The Syllas said they hope the students they teach are left with an appreciation of a culture and style of dance different from what many of them have experienced before. 

“Hopefully they want to explore more, do more, go to Africa,” Marilyn, who is American, said.

For exercise science major and senior Andrea Clendaniel, the African dance experience wasn’t quite new to her, but it was for many, Schroeder said.

“We are so lucky to have the opportunity to study with Marilyn and Sekou,” Clendaniel said. “I feel like I have learned so much more in this intensive week.”

Students like Clendaniel auditioned earlier in the semester to have a role in the show the Syllas are helping put together. They will perform at the faculty dance concert put on by the dance minor program on March 14 and 15, at 7:30 p.m. in Mitchell Hall.

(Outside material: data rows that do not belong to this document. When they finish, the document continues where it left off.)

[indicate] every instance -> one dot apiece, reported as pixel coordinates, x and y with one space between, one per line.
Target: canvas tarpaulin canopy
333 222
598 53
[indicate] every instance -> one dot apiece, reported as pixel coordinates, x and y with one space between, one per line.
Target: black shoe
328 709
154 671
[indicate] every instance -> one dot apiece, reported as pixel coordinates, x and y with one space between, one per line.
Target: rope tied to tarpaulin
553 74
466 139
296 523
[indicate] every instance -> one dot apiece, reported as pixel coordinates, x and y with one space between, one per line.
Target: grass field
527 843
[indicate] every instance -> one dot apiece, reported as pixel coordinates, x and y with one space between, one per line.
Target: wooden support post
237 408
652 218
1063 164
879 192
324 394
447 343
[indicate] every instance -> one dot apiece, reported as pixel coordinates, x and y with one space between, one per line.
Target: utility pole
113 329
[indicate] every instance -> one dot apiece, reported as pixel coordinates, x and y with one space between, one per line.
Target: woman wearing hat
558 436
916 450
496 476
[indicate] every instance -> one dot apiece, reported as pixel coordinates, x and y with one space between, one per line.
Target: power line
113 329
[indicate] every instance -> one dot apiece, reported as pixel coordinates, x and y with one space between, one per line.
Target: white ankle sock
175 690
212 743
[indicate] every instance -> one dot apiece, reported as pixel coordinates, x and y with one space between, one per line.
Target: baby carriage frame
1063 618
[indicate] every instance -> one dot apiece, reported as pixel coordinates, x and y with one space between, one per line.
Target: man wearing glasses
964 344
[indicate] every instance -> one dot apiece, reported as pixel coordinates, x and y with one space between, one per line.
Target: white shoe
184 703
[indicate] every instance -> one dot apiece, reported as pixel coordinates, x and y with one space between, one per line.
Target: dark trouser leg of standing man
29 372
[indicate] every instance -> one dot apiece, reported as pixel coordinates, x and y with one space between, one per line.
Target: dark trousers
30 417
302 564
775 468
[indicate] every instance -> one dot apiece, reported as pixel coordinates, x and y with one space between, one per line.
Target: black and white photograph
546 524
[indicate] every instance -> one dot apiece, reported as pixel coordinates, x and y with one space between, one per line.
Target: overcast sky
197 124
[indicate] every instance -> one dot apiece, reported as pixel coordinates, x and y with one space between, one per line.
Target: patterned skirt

The dancers will also preview their work at the Percussion Ensemble hosted by Price on Monday, Nov. 4, at 8 p.m. in Loudis Recital Hall of the Amy E. du Pont Music Building, where the percussionists will also play. All performances are open to the public.

Price’s percussion students were also enjoying themselves, but were surprised to learn they would have an active part in the performance. For drummer Tamika Ward-Lewis, originally from Trinidad and Tabago, she said the style of music was “more in my wheelhouse,” and she left the rehearsal all smiles.

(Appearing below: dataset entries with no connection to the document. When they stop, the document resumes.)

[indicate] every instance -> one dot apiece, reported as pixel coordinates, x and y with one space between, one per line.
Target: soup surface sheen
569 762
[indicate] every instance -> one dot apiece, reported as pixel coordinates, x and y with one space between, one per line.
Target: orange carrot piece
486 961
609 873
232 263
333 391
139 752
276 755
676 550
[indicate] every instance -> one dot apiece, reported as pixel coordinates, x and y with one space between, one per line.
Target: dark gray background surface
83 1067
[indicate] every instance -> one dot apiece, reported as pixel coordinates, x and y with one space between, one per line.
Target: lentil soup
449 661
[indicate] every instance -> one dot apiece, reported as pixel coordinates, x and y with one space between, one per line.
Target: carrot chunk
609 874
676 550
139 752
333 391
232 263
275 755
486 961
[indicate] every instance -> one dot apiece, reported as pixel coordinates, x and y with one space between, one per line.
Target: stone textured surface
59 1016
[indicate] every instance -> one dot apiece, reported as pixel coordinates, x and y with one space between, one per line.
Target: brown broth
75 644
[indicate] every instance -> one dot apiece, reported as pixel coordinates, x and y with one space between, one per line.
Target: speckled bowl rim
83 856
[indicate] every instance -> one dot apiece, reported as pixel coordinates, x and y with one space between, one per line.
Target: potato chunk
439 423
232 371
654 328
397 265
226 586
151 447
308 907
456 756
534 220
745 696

The Syllas also hope to leave the audience with a bit more, too. The choreography is celebratory -- one can’t help but smile and clap along as the action unfolds on stage and the dancers’ entire bodies reflect the rhythm.

“We like for the audience to participate as opposed to what they get in Western dance forms,” where people are generally more reserved, Marilyn said. “If the audience is clapping and participating, it boosts your confidence.”

“We want the audience to leave feeling excited.”